18 Before I do that, I will turn aside to make some observations on mediation. I have brought mediation under consideration of my own motion. Mediation is provided for by section 26 of the Civil Procedure Act 2005, the effect of which is that it is open to me to make an order for mediation of my own motion notwithstanding that neither party has applied for such an order. There are aspects of the present controversy which to my mind make it highly suitable for mediation. The parties are closely related, and their dispute is about what I would in a general expression call family property; that is, property traceable to the parent of the parties principally involved. Although there is an indirect step the dispute relates to the administration of the estate of their parent and the disposition of his assets. On the face of things there are ample resources, so no-one is in a corner over the disposition of assets. From the point of view of the court and indeed of the public a family dispute in open court disposed of by adjudication by a public officer has an unfortunate appearance. From the point of view of the parties, who have a long future to look forward to, resolution of their dispute by agreement could, I rather think, come to seem, particularly as the years extend, a much more satisfactory outcome than resolution imposed by a court. They are family members, and future harmony within the family, if it ever appears, has a high value from the point of view of the parties themselves and also from the point of view of the community at large. I have asked counsel whether there are any circumstances in the parties' relationship or past conduct which would make meeting for mediation in any sense a danger to peace and order and I have been told that there is no such consideration. The advantage of mediation is that if the parties can participate sincerely in mediation there are opportunities for considerations to which the court would pay no regard to emerge, be debated, and assume whatever proper dimensions they have. A court cannot do this. I have decided that this is an appropriate case for me to make an order under section 26 of the Civil Procedure Act for compulsory mediation.

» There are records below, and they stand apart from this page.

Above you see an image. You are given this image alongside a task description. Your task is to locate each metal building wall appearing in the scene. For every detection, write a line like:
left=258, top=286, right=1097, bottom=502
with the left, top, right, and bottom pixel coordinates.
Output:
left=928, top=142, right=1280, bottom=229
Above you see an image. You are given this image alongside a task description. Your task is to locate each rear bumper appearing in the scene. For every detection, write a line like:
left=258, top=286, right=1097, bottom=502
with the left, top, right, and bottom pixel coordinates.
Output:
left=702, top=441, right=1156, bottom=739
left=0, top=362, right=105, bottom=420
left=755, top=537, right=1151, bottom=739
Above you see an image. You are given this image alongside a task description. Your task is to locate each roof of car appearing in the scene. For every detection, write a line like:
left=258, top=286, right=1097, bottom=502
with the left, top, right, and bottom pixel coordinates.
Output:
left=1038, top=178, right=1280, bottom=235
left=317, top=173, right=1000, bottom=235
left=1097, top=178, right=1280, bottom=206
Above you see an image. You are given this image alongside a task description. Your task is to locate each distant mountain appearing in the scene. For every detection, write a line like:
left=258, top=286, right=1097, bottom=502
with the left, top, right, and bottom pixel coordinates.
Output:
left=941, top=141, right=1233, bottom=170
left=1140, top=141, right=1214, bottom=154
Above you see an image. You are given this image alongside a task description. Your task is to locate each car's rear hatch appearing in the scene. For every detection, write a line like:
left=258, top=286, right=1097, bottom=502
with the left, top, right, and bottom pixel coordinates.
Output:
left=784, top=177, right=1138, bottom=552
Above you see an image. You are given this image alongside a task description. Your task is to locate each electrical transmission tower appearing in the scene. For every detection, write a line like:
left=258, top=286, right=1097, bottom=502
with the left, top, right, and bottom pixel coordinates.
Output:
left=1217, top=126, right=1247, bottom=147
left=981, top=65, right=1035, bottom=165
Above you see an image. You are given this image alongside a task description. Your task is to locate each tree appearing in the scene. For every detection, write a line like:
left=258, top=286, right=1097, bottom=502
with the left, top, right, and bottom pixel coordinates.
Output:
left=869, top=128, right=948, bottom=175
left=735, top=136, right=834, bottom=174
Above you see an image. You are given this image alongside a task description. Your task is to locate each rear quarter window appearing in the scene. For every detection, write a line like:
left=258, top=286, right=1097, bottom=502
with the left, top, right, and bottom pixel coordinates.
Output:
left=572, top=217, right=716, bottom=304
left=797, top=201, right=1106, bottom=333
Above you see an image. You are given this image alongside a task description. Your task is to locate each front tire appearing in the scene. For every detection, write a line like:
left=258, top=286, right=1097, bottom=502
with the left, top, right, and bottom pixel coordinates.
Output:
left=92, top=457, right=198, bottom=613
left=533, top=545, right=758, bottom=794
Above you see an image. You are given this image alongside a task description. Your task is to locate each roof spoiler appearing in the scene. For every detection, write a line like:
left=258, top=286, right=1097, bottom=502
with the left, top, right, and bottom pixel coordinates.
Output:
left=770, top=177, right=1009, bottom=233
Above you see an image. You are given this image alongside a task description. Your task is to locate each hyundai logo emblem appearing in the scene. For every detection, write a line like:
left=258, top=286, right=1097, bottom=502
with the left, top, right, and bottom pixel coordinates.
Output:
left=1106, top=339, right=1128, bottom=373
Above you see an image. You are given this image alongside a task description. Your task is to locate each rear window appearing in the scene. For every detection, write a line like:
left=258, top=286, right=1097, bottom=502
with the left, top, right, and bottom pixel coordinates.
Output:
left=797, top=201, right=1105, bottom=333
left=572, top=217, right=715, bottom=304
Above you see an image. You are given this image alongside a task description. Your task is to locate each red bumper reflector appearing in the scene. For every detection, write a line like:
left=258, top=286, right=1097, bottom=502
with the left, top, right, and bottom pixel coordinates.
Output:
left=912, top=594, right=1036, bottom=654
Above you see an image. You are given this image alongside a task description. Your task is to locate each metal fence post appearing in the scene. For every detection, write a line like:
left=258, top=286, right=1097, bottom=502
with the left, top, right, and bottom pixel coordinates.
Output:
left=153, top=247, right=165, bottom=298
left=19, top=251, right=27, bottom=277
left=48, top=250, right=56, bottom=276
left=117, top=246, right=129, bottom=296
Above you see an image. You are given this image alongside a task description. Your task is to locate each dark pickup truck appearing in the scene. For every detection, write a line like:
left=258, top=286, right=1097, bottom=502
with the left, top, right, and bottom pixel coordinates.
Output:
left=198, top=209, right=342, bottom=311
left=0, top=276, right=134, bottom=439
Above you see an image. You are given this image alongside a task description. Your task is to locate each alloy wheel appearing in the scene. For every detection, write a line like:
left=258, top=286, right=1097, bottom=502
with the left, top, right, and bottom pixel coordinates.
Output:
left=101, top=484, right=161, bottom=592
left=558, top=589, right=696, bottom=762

I will reserve liberty to the parties to apply for detailed directions, if that should be necessary; although the ordinary course is that parties find it quite possible to attend to details such as selecting and retaining a mediator, appointing times and places and so forth.
19 I make the following orders in each of the two proceedings:
- Order pursuant to s 51(1) of the Supreme Court Act 1970 that the appeal proceedings be removed into the Court of Appeal.

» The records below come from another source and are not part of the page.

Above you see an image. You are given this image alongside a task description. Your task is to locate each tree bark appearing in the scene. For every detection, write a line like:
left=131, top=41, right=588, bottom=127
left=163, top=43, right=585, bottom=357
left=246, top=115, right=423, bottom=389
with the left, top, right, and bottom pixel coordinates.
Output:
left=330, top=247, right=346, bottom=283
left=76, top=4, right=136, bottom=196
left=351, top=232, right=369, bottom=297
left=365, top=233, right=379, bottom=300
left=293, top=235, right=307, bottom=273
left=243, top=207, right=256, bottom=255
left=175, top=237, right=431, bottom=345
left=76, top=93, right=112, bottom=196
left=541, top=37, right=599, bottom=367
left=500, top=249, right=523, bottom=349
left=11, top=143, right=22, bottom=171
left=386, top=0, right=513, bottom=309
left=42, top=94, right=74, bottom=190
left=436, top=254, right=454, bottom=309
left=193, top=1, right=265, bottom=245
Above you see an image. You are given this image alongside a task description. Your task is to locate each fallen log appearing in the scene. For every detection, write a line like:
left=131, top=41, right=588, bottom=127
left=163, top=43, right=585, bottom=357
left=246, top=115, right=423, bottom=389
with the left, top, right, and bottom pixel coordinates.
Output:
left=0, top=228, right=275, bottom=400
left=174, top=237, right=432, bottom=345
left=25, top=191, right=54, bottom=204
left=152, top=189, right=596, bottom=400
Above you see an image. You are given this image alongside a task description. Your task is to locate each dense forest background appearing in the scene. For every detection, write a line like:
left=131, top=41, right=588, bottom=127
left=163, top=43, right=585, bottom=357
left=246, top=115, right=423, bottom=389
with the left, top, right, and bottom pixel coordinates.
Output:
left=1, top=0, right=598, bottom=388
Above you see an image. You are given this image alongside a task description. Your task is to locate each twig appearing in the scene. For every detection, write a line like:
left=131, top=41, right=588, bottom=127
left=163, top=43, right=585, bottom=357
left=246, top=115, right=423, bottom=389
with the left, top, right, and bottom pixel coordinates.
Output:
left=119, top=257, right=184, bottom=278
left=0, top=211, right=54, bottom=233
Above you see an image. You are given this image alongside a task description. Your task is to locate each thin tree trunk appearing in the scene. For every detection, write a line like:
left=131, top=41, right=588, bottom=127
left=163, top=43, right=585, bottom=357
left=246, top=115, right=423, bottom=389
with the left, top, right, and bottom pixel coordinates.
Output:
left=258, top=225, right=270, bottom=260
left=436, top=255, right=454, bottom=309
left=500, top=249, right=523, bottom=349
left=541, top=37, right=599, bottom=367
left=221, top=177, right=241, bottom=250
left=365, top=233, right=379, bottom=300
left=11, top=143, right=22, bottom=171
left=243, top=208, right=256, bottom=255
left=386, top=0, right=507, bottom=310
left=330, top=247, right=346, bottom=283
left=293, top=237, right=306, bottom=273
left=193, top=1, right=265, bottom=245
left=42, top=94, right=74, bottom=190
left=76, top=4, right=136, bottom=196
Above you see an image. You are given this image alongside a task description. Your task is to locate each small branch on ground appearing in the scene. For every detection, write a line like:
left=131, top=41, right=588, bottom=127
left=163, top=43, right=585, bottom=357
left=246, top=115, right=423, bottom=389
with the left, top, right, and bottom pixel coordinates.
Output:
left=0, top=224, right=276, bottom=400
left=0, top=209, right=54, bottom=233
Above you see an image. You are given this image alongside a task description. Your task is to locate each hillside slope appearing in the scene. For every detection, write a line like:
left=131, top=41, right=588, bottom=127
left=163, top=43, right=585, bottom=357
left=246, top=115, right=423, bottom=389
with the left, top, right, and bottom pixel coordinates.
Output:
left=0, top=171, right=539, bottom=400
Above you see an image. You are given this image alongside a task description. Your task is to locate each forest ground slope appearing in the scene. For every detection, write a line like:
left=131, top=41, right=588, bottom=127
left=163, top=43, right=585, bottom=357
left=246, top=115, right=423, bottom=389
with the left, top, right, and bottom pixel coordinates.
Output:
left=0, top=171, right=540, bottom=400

- I direct that the defendants make an application to the Registrar of the Court of Appeal for directions relating to the further conduct of the appeal proceedings including conduct of an application for leave to appeal.
- I order that the costs of the proceedings before me follow and be paid in accordance with any order for costs to be made by the Court of Appeal upon the application for leave to appeal or on any appeal.
- Of my own motion I order pursuant to s 26 of the Civil Procedure Act 2005 that the whole of the proceedings be referred to mediation by a mediator.
- I reserve to each party leave to apply to me on 2 days' notice for directions in detail relating to the appointment of a mediator and the conduct of mediation.
- I order that the plaintiff has leave to file amended summons so as to join as an additional defendant Boyeli Pty Ltd and to amend the relief accordingly.
- I direct that the amended summons be filed within 10 days.
- Costs of the amendment are defendants' costs in the proceedings.